Dans ce fouillis végétal, les carrières


Mais au commencement il y eut la géologie.

En très simplifié, c'est dans la période comprise entre moins 23 et moins 5 Millions d'années, au Miocène, que les grès du Boulou virent le jour, le grès étant un matériau issu de la compression et du cimentage de particules d'érosion entre elles, type sable; le grès peut avoir plusieurs textures et au Boulou, on trouve trois textures. Sur les hauteurs, celui qui fut utilisé pour les meules est un grès assez grossier, voire un conglomérat. Ensuite, au dessous, un grès plus fin, dont on peut extraire de gros blocs, qui fut exploité par le bâtiment et enfin tout en bas des falaises d'une vingtaine de mètres, un grès très fin, sableux, qui se découpe par plaques fines et peut servir de pierres à aiguiser. Le grès de l'étage du milieu, coloré, contient des fossiles, que je n'ai pas su voir, végétaux et poissons . Ces poissons peuvent être de milieu fluvial, ou lacustre, car la plaine du Roussillon était à cette époque là un delta, et le climat y était tropical. Ce type de poissons se trouve dans la région du Nil.

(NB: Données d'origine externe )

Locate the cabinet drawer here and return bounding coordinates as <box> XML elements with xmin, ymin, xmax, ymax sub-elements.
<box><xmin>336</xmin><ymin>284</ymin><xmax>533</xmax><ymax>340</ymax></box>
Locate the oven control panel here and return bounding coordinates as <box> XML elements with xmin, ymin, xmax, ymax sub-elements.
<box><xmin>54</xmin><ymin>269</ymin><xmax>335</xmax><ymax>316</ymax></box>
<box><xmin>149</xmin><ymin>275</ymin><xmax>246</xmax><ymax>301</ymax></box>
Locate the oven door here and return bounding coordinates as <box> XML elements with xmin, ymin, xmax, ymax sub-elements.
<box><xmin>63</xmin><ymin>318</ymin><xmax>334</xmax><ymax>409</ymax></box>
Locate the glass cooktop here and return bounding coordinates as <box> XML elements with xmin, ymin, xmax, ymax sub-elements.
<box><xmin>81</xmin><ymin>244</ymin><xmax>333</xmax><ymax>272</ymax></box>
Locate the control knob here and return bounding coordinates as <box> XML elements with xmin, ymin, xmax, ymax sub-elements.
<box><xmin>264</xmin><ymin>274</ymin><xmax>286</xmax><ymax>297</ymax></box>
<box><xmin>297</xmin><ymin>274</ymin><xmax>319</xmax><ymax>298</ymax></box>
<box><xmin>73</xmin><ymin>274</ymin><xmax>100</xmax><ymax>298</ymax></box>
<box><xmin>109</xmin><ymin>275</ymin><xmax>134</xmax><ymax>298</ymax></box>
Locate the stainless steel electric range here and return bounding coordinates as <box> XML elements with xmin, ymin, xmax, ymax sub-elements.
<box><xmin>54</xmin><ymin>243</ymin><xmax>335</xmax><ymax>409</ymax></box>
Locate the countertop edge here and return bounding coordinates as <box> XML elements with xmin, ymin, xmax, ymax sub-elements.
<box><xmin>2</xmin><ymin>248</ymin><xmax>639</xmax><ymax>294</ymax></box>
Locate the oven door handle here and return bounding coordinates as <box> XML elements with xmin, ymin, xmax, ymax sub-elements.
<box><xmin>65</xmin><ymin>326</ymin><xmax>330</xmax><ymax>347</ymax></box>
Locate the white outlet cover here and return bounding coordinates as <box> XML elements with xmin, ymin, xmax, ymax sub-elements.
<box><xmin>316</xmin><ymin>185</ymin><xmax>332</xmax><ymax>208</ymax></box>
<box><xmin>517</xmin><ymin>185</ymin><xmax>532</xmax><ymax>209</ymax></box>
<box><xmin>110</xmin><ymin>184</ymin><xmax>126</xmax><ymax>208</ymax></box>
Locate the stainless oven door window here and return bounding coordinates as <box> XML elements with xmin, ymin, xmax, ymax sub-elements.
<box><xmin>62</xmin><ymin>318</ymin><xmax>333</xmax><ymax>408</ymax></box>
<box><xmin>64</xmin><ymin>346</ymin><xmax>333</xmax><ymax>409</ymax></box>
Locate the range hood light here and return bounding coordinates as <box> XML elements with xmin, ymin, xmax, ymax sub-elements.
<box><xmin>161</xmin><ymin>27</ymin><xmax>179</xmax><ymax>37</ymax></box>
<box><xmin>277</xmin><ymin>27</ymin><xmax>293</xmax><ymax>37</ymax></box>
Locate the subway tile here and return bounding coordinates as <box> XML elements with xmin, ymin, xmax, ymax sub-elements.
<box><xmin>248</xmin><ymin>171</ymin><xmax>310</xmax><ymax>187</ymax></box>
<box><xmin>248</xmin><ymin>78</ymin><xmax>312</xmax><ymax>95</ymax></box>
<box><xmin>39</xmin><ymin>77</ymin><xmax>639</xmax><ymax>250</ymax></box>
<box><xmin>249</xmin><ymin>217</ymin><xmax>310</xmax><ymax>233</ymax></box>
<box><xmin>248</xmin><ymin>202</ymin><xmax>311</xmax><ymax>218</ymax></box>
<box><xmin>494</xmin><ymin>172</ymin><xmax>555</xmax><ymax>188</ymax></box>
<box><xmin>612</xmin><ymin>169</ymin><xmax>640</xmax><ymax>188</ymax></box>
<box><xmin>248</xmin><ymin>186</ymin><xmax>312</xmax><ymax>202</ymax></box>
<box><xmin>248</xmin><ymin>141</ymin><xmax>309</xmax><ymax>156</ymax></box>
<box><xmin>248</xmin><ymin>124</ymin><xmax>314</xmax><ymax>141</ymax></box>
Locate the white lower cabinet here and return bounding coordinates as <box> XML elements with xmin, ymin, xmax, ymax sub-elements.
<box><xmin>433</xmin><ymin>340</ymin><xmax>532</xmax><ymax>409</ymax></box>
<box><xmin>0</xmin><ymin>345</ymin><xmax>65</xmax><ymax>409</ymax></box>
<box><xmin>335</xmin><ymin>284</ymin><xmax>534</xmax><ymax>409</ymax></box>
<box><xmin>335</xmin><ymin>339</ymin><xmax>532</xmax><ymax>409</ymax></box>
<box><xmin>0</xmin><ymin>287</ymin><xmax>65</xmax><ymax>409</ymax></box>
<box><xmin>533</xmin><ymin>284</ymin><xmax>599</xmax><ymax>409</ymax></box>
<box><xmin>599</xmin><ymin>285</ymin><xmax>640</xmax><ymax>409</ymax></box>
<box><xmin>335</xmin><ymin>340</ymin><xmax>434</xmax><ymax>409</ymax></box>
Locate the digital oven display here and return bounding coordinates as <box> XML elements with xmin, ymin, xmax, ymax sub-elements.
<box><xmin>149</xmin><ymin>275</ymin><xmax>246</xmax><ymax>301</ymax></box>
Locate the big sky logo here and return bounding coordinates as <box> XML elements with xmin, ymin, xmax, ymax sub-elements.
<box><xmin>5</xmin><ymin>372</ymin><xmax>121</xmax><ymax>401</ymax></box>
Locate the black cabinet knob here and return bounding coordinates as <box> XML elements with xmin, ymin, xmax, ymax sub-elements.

La falaise : meulières à la partie supérieure

Les grès fins du bas de falaise



Les grés en conglomérats

Textures des grès


Christelle et moi nous avons arpenté le site, ce qui est chose malaisée car la végétation y est luxuriante, arbustive et surtout franchement épineuse, climat méditerranéen oblige. Ce n'est pas un lieu de promenade, de randonnée ni même de découverte sauf pour deux "chercheuses en herbe", même si elles ne cherchent que de la pierre !

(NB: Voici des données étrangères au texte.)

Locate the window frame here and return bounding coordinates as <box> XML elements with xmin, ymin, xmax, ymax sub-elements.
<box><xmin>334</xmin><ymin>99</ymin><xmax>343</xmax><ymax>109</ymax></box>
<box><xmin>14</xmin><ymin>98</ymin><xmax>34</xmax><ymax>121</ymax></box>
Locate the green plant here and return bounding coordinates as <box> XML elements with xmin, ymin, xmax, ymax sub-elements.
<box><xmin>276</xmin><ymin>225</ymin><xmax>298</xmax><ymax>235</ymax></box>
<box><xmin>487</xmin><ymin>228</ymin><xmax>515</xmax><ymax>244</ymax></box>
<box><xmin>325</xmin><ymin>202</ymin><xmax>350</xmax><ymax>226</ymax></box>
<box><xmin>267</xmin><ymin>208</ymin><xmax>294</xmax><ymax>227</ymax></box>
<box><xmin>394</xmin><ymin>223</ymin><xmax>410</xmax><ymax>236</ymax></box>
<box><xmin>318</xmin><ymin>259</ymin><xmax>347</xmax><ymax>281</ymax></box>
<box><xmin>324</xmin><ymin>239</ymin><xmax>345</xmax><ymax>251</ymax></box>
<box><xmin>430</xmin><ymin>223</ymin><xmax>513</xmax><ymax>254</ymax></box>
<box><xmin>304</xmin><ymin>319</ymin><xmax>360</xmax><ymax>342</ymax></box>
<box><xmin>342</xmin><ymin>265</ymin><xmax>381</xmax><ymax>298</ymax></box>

La clôture est le seul lieu de passage convenable

Pas facile, la progression


Au début, nous ne savions pas grand chose, mais pour progresser, force est de se documenter. Les publications archéologiques, quoique ardues, furent d'un grand secours car les archéos sont les éclaireurs minutieux du passé et leurs données sont très précises. Sans être archéologue, j'ai fait des fouilles pendant 5 ans et c'est une science très complète et très complexe, qui m'a beaucoup aidée sur ce site.

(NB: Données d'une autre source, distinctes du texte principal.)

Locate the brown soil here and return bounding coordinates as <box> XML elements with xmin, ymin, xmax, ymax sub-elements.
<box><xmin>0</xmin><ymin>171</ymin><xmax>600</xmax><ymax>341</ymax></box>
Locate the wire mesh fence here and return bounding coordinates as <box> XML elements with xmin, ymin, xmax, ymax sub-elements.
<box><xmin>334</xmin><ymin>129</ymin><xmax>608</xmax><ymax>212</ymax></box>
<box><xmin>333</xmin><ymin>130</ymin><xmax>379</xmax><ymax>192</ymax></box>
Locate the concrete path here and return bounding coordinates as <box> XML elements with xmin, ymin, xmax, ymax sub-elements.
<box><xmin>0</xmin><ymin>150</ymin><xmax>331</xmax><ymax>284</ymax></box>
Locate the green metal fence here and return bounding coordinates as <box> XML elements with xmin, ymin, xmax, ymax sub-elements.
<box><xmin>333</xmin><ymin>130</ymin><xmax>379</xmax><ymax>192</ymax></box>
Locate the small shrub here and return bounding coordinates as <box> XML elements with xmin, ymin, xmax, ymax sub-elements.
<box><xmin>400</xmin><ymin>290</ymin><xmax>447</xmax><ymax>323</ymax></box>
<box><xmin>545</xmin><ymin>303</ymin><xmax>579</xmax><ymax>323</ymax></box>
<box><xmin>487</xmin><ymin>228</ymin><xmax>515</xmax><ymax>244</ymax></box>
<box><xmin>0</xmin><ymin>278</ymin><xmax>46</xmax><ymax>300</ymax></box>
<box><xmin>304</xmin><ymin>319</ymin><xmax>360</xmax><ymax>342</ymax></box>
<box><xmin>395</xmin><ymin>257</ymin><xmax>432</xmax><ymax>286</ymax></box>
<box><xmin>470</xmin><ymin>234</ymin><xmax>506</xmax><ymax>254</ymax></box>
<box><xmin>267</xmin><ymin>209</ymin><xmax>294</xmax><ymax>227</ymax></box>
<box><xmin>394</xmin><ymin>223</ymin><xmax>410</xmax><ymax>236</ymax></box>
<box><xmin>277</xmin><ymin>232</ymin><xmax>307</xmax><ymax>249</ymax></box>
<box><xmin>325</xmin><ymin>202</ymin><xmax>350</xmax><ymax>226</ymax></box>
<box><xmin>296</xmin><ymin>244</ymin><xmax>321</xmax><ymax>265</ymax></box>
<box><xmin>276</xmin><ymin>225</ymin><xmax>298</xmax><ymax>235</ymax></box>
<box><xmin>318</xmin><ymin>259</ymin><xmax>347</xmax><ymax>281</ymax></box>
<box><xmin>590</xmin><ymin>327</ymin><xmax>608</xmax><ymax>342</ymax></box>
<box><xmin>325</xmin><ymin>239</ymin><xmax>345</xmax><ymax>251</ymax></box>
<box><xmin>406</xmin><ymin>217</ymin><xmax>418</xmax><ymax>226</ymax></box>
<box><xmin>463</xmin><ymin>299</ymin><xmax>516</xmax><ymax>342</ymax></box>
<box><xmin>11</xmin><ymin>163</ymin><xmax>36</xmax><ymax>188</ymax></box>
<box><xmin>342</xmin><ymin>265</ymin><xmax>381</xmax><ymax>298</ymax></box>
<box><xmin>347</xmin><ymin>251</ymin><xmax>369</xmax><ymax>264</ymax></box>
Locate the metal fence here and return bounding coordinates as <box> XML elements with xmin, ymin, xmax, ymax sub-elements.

Donc nous avons fait plusieurs sorties, même sous la pluie, et chacune nous a enrichies. De piqûres et glissades aussi. La première de ces découvertes fut évidemment comme un joyau, il faut dire que le hasard fit bien les choses, l'idée d'aller chatouiller le ciel bleu après le bain d'épineux nous conduisit sur une éminence rocheuse, c'était le coeur des meules. Deux superbes meules encore en place, pas terminées attendent ici depuis au moins 7 siècles et attendront longtemps : ces modestes "roues" de 1 m de diamètre et de 350 à 400 kg (source archéo) ne rejoindront jamais le village disparu de Vilarnau où leurs soeurs jumelles étaient au travail, en ce Moyen Age lointain.

In situ


Négatif de taille : emplacement d'une meule

Vilarnau, près de Château Roussillon, possédait de nombreux moulins hydrauliques; les meules du Boulou s'y usaient assez vite, au bout de 10 ans elles avaient perdu la moitié de leur épaisseur et étaient ré employées, notamment en pierres tombales. Ou matériau de construction.

Les citoyennes du 21 eme siècle que nous sommes vont avoir le déclic : ce ne sera pas une simple balade, on va chercher, fouiller, fouiner, aller, venir, grimper, descendre, et depuis, on a trouvé...quelques vestiges, beaucoup d'interrogations, d'hypothèses et pas mal de frustrations. Ainsi que l'envie d'y retourner comme en une chasse aux trésors.


Une grosse meule



Un poids très respectable, env. 500 kg

Taillée dans le sens de la pente ou pendage


Un véritable travail d'exploration et des avancées à chaque fois, ce qui n'est pas un vain mot dans cet inextricable maquis.

Pourtant il manquait l'essentiel, ce que mes activités d'ancienne "fouineuse" m'ont enseigné : bien appréhender le terrain, se l'approprier et le lire, faire une connaissance plus intime avec.

Envahi par la végétation surtout sur la crête, le site n'était pas compréhensible. Il y a des carrières de part et d'autre d'une crête allant de quelques dizaines de cm à quelques mètres de large, carrières abruptes de 20 m de haut, travaillées aux 19eme et 20 eme siècles mais la partie sommitale et les extrémités nord et sud, sont d'époque, celle des meules. Là se trouvent les vestiges, ainsi que dans les dépôts des travailleurs, débris rocheux de tous calibres mêlés d'éclats de meules abîmées.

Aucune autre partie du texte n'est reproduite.